Interestingly, by examining which Ancestral genes were not present in L. kluyveri, we noticed that four genes involved in non-homologous end joining (NHEJ) (DNL4, POL4, NEJ1 and LIF1) are missing from the genome of L. kluyveri with only a degraded DNL4 pseudogene and weak traces of an NEJ1 pseudogene remaining in the ancestral locations. These four proteins are part of the end-processing complex which plays a role in NHEJ [40]–[42], and DNL4, NEJ1 and LIF1 are also part of the end-bridging complex [40]–[41]. NHEJ is generally limited to haploid yeast cells because the expression of NEJ1, a major regulator of NHEJ, is down-regulated in MATa/MATα diploid cells [43]–[44]. DNL4 is required for NHEJ, and NEJ1 regulates NHEJ, so it appears that the NHEJ pathway is missing in L. kluyveri. POL4, NEJ1 and DNL4 have also been shown to play roles in the alternative microhomology-mediated end joining (MMEJ) pathway, and deletions of these genes reduce the efficiency of this process several-fold [45]–[47]. We hypothesize that the loss of the NHEJ and MMEJ pathways (or a large reduction in their efficiency) in L. kluyveri may be linked to the low number of genomic rearrangements and lack of telomere-to-telomere fusions in this lineage. It may also be linked to the predominantly diploid lifecycle of this yeast [48], which also suggests that most DSB repair in L. kluyveri is through homologous recombination. Although the NHEJ machinery is not essential, to our knowledge L. kluyveri is the only eukaryote so far identified that lacks it. Genes for all members of the MRX and Ku complexes are still present in L. kluyveri, and the related species L. thermotolerans has a complete set of NHEJ genes.
Mapping centromeres
The locations of centromeres were already inferred bioinformatically by the original sequencing groups for all species except Saccharomyces bayanus, Vanderwaltozyma polyspora (previously called Kluyveromyces polysporus) and Naumovozyma castellii (previously called Saccharomyces castellii or Naumovia castellii). We identified and annotated centromeres in S. bayanus and V. polyspora by extracting the intergenic regions in these species orthologous to the inferred Ancestral centromeres, and used MEME [49] to generate consensus CDEI and CDEIII profiles (full sequences of all centromeric loci are in Table S2). For N. castellii, Cliften et al. [50] were unable to identify any consensus centromere sequence. We too were unable to identify consensus centromere sequences at the Ancestral centromeric locations in N. castellii (Dataset S1). We also searched the whole N. castellii genome using the consensus motif for Saccharomycetaceae point centromeres derived from all identified centromeres in all species, but still could not find any candidates. Inspection of the intergenic regions corresponding to Ancestral centromeres in preliminary genome sequence data from the related species N. dairenensis also failed to locate any candidate point centromeres (data not shown). We hypothesize that these species may represent a novel transition of centromere structure in Naumovozyma which could be analogous to the earlier replacement of epigenetic centromeres by point centromeres in yeasts [6]. The system that has potentially superseded point centromeres in Naumovozyma will require functional characterization in the laboratory.

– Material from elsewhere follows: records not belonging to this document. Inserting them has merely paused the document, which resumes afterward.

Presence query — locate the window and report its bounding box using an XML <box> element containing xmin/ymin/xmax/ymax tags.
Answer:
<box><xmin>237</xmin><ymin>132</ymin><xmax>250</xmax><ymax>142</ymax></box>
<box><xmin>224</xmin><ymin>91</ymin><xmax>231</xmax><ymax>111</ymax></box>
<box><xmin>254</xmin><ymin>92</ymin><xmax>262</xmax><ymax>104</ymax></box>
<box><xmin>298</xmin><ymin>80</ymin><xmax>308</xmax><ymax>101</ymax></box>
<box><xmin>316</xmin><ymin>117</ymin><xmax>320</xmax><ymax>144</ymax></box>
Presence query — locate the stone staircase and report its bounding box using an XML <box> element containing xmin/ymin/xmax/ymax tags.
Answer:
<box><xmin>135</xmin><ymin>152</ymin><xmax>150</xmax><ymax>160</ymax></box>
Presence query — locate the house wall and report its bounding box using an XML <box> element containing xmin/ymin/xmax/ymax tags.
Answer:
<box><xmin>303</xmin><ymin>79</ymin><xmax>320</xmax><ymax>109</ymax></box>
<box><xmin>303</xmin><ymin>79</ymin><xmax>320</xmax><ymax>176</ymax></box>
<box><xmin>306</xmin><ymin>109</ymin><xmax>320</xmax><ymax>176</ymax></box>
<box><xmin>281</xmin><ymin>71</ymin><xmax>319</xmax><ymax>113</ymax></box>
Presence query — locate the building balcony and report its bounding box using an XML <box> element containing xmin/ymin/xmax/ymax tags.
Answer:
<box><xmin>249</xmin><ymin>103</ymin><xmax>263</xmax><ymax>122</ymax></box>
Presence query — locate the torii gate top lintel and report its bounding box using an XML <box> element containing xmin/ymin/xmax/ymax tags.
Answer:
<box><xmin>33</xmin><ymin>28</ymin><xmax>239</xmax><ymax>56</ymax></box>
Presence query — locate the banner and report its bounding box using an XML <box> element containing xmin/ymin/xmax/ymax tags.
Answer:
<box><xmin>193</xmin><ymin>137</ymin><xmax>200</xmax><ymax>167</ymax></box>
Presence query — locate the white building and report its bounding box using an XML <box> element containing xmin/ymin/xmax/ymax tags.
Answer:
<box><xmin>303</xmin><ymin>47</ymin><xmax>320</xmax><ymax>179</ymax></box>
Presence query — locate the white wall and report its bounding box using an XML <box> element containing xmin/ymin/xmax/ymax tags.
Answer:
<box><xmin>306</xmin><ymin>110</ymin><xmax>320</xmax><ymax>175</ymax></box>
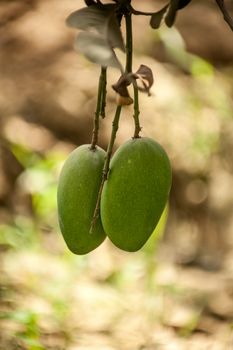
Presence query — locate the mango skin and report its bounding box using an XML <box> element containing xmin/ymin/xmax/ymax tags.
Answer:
<box><xmin>101</xmin><ymin>137</ymin><xmax>172</xmax><ymax>252</ymax></box>
<box><xmin>57</xmin><ymin>145</ymin><xmax>106</xmax><ymax>255</ymax></box>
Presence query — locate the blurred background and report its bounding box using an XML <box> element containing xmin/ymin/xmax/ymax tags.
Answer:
<box><xmin>0</xmin><ymin>0</ymin><xmax>233</xmax><ymax>350</ymax></box>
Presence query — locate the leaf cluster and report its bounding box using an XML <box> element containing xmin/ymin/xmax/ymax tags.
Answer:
<box><xmin>66</xmin><ymin>0</ymin><xmax>125</xmax><ymax>69</ymax></box>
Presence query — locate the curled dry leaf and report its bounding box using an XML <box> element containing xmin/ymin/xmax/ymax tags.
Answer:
<box><xmin>134</xmin><ymin>64</ymin><xmax>154</xmax><ymax>96</ymax></box>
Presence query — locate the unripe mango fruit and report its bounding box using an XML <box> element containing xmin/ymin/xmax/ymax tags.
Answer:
<box><xmin>57</xmin><ymin>145</ymin><xmax>106</xmax><ymax>255</ymax></box>
<box><xmin>101</xmin><ymin>137</ymin><xmax>172</xmax><ymax>252</ymax></box>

The correspondence between Ancestral centromere locations and current centromeres for all other extant species in the YGOB species set are shown in Table 1. All but one current centromere mapped in a straightforward manner to a corresponding Ancestral centromere with full or partially conserved syntenic gene content bordering the centromeres relative to the Ancestor. The exceptional case was CEN9 of C. glabrata, which maps to Ancestral CEN6 and has undergone a series of rearrangements with breakpoints on both sides of the centromere which have eliminated all traces of synteny at this locus (Figure S1).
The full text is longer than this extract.